Immunosuppression and Outcomes
In 2011, tacrolimus was reported as part of the initial maintenance immunosuppressive medication regimen for 95.4% of pediatric liver transplant recipients and MMF for 40.1% (Figure 8.15). Steroid use was reported for 87.3% of recipients at the time of transplant, but for only 38.7% of 2010 recipients at 1 year after transplant. Mammalian target of rapamycin (mTOR) inhibitors were reported for 1.4% of recipients at the time of transplant and for 5.3% at 1 year after transplant. In 2011, 68.8% of liver transplants were performed with no induction immunosuppression (Figure 8.15). Graft survival has continued to improve over the past decade for recipients of deceased donor and living donor livers. Graft failure was 10.1% at 6 months for deceased donor transplants performed in 2010, 14.4% at 1 year for transplants performed in 2009, 19.6% at 3 years for transplants performed in 2008, 25.0% at 5 years for transplants performed in 2006, and 35.8% at 10 years for transplants performed in 2001 (Figure 8.16). Incidence of acute rejection increases with time after transplant. For liver transplants performed in 2005–2010, acute rejection occurred for 20.0% by 6 months after transplant, 30.6% by 12 months, and 36.8% by 24 months (Figure 8.19). Post-transplant lymphoproliferative disorder (PTLD) is an important concern in pediatric transplantation. The highest risk for PTLD and Epstein-Barr virus (EBV) infection occurs in EBV-negative recipients. Incidence of PTLD was 6.2% at 5 years after transplant in EBV-negative recipients and 4.0% in EBV-positive recipients (Figure 8.14).

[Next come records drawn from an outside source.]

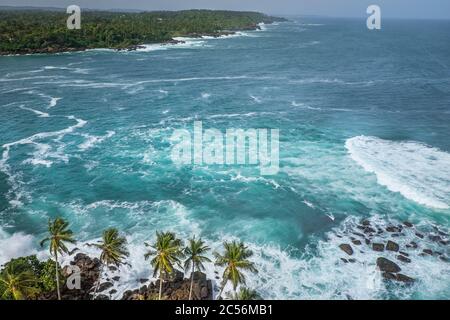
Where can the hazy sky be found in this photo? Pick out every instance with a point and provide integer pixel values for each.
(340, 8)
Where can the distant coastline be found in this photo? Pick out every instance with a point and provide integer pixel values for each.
(27, 32)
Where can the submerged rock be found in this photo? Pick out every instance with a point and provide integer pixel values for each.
(397, 277)
(346, 248)
(403, 259)
(378, 247)
(104, 286)
(392, 246)
(387, 265)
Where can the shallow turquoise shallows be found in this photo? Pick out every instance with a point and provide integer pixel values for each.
(364, 119)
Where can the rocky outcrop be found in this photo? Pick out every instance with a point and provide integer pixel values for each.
(175, 287)
(392, 246)
(387, 265)
(89, 273)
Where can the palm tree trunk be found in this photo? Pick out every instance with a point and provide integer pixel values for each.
(192, 282)
(98, 281)
(57, 275)
(221, 290)
(160, 285)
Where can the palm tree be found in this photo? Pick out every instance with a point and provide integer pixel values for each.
(59, 235)
(166, 252)
(195, 259)
(245, 294)
(17, 284)
(234, 259)
(113, 251)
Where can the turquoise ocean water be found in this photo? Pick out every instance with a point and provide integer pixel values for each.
(364, 121)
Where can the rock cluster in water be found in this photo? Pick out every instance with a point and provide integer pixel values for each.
(366, 236)
(175, 287)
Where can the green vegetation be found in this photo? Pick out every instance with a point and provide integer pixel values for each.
(194, 258)
(166, 252)
(28, 278)
(113, 251)
(46, 31)
(234, 259)
(244, 294)
(59, 235)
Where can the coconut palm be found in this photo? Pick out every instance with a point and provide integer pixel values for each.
(59, 235)
(166, 252)
(17, 284)
(194, 253)
(113, 251)
(234, 259)
(245, 294)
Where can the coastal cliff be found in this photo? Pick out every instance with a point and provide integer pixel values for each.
(31, 32)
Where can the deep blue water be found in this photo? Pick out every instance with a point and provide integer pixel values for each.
(364, 132)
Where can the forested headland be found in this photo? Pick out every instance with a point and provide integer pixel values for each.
(40, 31)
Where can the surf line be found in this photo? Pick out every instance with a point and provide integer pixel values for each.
(186, 310)
(235, 147)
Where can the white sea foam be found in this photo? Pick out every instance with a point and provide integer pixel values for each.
(39, 113)
(16, 245)
(42, 151)
(304, 106)
(91, 141)
(419, 172)
(256, 99)
(309, 204)
(53, 102)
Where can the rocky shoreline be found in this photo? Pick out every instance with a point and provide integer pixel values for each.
(394, 245)
(54, 50)
(175, 286)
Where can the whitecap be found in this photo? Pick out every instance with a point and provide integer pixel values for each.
(15, 245)
(419, 172)
(39, 113)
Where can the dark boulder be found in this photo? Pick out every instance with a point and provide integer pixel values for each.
(392, 246)
(175, 276)
(403, 278)
(387, 265)
(378, 247)
(403, 259)
(104, 286)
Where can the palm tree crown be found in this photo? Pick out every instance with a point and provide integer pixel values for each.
(245, 294)
(166, 252)
(17, 284)
(59, 235)
(194, 253)
(234, 259)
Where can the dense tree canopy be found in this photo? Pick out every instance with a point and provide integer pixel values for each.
(30, 31)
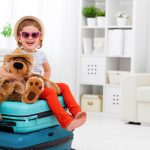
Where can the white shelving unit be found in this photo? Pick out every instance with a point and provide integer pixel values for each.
(124, 49)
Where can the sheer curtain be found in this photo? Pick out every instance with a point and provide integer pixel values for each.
(60, 21)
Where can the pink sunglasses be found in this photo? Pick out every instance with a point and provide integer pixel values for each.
(26, 35)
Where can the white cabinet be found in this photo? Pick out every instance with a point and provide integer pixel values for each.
(111, 47)
(92, 70)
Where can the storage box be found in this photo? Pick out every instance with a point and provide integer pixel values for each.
(111, 103)
(91, 103)
(92, 70)
(114, 77)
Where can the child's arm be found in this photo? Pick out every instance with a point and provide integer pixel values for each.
(47, 70)
(4, 73)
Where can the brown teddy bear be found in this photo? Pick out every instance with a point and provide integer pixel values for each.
(29, 88)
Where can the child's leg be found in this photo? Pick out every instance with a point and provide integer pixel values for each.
(70, 102)
(62, 116)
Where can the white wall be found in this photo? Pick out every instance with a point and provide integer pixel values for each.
(148, 50)
(60, 18)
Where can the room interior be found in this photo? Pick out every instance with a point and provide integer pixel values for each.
(109, 77)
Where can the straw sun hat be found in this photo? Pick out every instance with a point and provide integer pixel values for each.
(25, 18)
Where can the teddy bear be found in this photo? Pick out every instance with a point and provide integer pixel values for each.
(29, 86)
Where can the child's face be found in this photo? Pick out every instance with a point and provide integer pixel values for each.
(29, 37)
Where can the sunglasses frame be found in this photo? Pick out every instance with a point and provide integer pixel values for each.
(30, 34)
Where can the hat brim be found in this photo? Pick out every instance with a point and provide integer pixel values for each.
(25, 18)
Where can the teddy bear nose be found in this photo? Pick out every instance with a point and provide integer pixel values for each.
(18, 65)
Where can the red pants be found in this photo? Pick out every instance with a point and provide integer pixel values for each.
(51, 97)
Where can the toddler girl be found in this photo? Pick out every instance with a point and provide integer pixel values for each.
(29, 34)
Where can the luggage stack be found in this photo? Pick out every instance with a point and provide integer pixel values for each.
(32, 126)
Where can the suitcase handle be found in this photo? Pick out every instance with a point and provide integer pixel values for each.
(2, 123)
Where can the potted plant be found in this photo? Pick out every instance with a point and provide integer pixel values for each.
(90, 14)
(100, 17)
(5, 38)
(122, 18)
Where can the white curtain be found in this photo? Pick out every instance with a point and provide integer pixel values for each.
(60, 21)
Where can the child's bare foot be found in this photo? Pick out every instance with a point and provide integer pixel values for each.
(78, 121)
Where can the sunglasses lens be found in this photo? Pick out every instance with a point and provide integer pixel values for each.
(25, 34)
(28, 34)
(35, 34)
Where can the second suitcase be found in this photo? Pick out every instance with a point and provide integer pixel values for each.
(53, 138)
(19, 117)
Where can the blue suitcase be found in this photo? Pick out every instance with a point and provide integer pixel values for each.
(19, 117)
(53, 138)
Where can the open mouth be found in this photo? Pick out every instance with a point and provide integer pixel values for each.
(30, 43)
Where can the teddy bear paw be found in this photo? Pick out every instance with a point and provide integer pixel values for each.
(34, 88)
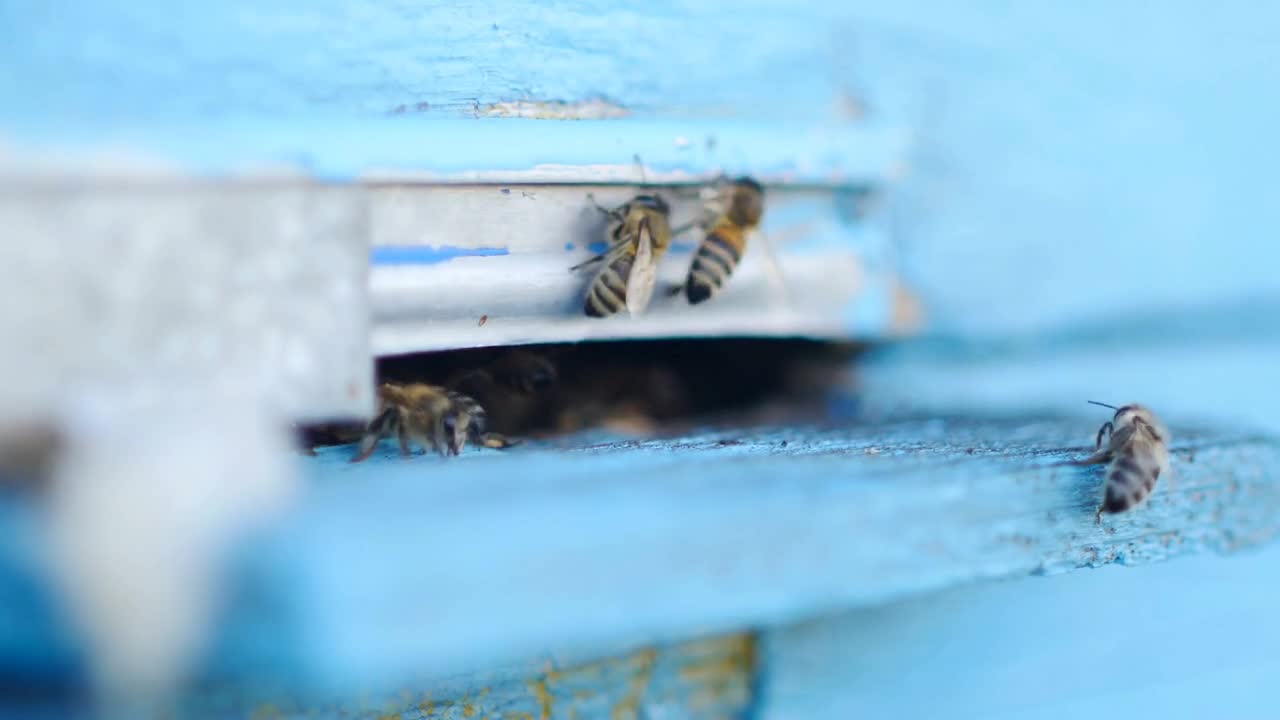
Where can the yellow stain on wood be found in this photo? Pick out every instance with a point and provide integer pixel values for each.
(629, 707)
(723, 670)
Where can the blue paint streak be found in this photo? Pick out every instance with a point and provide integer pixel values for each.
(429, 255)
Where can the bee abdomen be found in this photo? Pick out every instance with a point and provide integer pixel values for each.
(713, 264)
(1130, 479)
(608, 292)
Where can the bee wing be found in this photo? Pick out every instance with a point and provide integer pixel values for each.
(644, 273)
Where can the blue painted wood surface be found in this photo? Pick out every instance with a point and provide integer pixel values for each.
(1188, 639)
(1075, 167)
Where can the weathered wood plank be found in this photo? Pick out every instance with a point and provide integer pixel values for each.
(1185, 639)
(707, 678)
(599, 546)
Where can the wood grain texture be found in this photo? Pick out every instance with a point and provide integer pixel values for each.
(599, 545)
(707, 678)
(1197, 641)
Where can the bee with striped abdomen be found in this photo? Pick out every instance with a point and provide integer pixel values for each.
(735, 213)
(639, 233)
(1137, 455)
(432, 417)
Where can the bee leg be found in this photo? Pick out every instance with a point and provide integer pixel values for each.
(439, 438)
(585, 263)
(402, 434)
(497, 441)
(1096, 459)
(373, 433)
(1106, 428)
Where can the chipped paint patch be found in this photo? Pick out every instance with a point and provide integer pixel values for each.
(590, 109)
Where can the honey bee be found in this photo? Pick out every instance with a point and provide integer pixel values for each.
(639, 233)
(736, 213)
(429, 415)
(1137, 454)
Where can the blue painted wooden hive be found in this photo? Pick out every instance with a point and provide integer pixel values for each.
(218, 217)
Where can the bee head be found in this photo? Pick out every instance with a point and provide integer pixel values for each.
(456, 427)
(1139, 415)
(652, 203)
(748, 203)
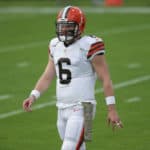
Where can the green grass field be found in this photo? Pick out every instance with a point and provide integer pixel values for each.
(24, 39)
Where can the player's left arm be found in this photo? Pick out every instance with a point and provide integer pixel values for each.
(101, 68)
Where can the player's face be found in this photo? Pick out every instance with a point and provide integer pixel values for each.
(66, 31)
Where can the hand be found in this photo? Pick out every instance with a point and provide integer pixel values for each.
(114, 120)
(27, 103)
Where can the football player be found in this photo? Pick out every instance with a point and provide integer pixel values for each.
(76, 61)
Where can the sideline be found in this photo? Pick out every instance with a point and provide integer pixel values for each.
(114, 31)
(52, 103)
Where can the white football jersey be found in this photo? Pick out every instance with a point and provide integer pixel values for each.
(75, 74)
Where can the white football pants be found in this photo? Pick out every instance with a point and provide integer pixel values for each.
(70, 126)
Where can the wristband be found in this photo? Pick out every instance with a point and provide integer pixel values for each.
(110, 100)
(35, 93)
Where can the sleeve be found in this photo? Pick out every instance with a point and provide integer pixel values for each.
(96, 48)
(49, 53)
(51, 47)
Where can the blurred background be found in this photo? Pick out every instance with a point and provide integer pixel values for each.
(27, 26)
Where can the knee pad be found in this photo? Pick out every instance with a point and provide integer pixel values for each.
(68, 145)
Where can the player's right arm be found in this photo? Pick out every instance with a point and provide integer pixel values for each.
(41, 85)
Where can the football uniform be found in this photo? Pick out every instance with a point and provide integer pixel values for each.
(75, 75)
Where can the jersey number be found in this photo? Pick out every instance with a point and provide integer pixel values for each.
(64, 74)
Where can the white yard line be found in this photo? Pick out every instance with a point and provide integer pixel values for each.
(6, 96)
(108, 32)
(50, 10)
(52, 103)
(133, 100)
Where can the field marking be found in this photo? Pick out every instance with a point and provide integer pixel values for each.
(52, 103)
(50, 10)
(134, 66)
(133, 99)
(23, 64)
(5, 96)
(108, 32)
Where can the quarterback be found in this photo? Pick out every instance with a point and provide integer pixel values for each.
(76, 61)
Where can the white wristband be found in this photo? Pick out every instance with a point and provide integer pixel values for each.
(35, 93)
(110, 100)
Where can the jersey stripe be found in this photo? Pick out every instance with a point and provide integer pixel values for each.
(65, 12)
(80, 140)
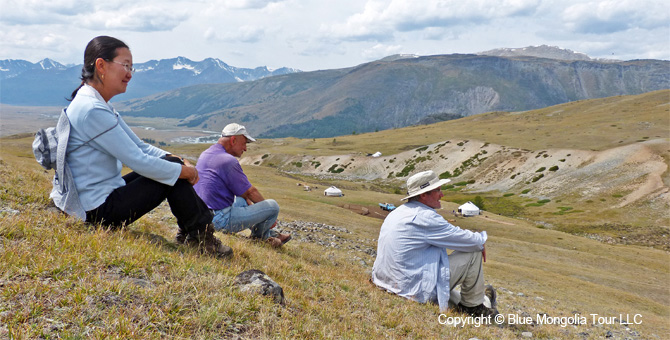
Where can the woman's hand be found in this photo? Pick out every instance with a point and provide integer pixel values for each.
(189, 173)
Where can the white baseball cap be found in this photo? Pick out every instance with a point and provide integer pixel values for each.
(423, 182)
(234, 129)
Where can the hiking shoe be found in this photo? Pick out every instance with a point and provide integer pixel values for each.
(479, 310)
(490, 292)
(181, 236)
(208, 243)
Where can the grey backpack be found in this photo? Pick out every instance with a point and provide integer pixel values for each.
(45, 144)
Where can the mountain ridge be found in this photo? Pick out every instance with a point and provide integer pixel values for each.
(49, 83)
(395, 93)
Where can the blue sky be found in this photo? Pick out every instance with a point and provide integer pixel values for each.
(325, 34)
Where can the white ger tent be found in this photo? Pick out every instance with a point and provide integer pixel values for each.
(468, 209)
(333, 191)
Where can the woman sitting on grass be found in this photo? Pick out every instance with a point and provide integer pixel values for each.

The OPTN Pediatric Transplantation and Liver and Intestinal Organ Transplantation Committees developed two proposals that were adopted by the OPTN Board of Directors in November 2011 and implemented on February 1, 2012: 1) to allow centers to seek permission to list all pediatric liver candidates with non-metastatic hepatoblastoma as status 1B, and 2) to eliminate the requirement that pediatric liver transplant candidates be in a hospital's intensive care unit to qualify as status 1A or 1B.